Abstract:
Inherited retinal dystrophies (IRD) are the leading cause of legal blindness in the working population. Cystic macular edema (CME) is one of the treatable causes of visual loss, affecting up to 50% of the patients. A bibliographic review has been carried out combining \"inherited retinal dystrophy\", \"retinitis pigmentosa\", \"macular oedema\" and a diagnostic-therapeutic protocol according to the levels of evidence and recommendations of the \"US Agency for Healthcare Research and Quality\". This protocol has been discussed in the monthly meetings of the XAREA DHR group with the participation of more than 25 ophthalmologists, creating a consensus document. The etiology of CME is multifactorial: dysfunction of the blood-retinal barrier, retinal pigment epithelium, and Müller cells, inflammation, and vitreous traction. OCT is the test of choice for the diagnosis and follow-up of CME associated with IRD. The drugs with the highest degree of scientific evidence are carbonic anhydrase inhibitors (IAC). Intravitreal corticosteroids, anti-VEGF, and vitrectomy with peeling of the internal limiting membrane do not have sufficient evidence. A treatment scheme is proposed for the CME in IRD in adults, another for pediatric patients and another for IRD and cataract surgery.
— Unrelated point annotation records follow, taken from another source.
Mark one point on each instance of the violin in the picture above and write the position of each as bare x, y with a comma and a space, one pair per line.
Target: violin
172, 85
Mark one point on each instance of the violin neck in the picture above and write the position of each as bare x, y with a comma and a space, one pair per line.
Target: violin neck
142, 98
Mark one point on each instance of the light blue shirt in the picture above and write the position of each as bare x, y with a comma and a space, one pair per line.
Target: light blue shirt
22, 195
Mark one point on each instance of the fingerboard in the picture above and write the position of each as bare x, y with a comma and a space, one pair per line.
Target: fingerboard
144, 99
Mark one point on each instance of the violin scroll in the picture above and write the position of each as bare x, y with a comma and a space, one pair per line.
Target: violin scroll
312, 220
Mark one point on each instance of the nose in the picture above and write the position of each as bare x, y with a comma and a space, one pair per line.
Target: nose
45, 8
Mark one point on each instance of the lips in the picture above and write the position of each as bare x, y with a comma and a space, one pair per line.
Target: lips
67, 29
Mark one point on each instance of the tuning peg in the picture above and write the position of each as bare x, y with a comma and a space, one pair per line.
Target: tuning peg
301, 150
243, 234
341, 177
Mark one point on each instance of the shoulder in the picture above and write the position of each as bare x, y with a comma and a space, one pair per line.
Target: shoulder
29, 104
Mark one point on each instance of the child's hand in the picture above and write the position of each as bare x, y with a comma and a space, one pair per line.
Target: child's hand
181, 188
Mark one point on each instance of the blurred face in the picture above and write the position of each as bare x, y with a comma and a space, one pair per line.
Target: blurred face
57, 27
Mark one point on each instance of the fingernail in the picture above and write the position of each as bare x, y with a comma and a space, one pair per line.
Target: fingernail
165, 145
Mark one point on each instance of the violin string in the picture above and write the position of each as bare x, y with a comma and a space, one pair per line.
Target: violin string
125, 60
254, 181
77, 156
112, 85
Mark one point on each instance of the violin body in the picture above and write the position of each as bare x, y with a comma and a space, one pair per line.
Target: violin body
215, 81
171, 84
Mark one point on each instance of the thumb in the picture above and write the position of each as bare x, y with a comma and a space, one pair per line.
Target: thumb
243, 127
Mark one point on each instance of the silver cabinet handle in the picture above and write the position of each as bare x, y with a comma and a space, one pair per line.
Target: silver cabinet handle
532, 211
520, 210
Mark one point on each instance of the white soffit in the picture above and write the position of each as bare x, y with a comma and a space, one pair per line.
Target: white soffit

Oral and topical IACs are effective in the treatment of CME secondary to IRD. Treatment with corticosteroids, anti-VEGF, and vitrectomy are second-line options. Randomized clinical trials are required to establish the therapeutic scale in these patients.
摘要:
遗传性视网膜营养不良(IRD)是劳动人口中合法失明的主要原因。囊性黄斑水肿(CME)是视力丧失的可治疗原因之一,影响高达50%的患者。结合“遗传性视网膜营养不良”进行了书目审查,“色素性视网膜炎”,“黄斑水肿”和根据“美国医疗保健研究和质量机构”的证据和建议水平的诊断治疗方案。该协议已在XAREADHR小组的每月会议上进行了讨论,超过25位眼科医生参加了会议,达成共识文件。CME的病因是多因素的:血-视网膜屏障的功能障碍,视网膜色素上皮,还有穆勒细胞,炎症,和玻璃体牵引.OCT是与IRD相关的CME的诊断和随访的首选测试。具有最高科学证据的药物是碳酸酐酶抑制剂(IAC)。玻璃体内皮质类固醇,抗VEGF,和玻璃体切割剥离内界膜没有足够的证据。针对成人IRD中的CME提出了一种治疗方案,另一个用于儿科患者,另一个用于IRD和白内障手术。口服和局部IAC可有效治疗IRD继发的CME。用皮质类固醇治疗,抗VEGF,玻璃体切除术是二线选择。需要进行随机临床试验以建立这些患者的治疗量表。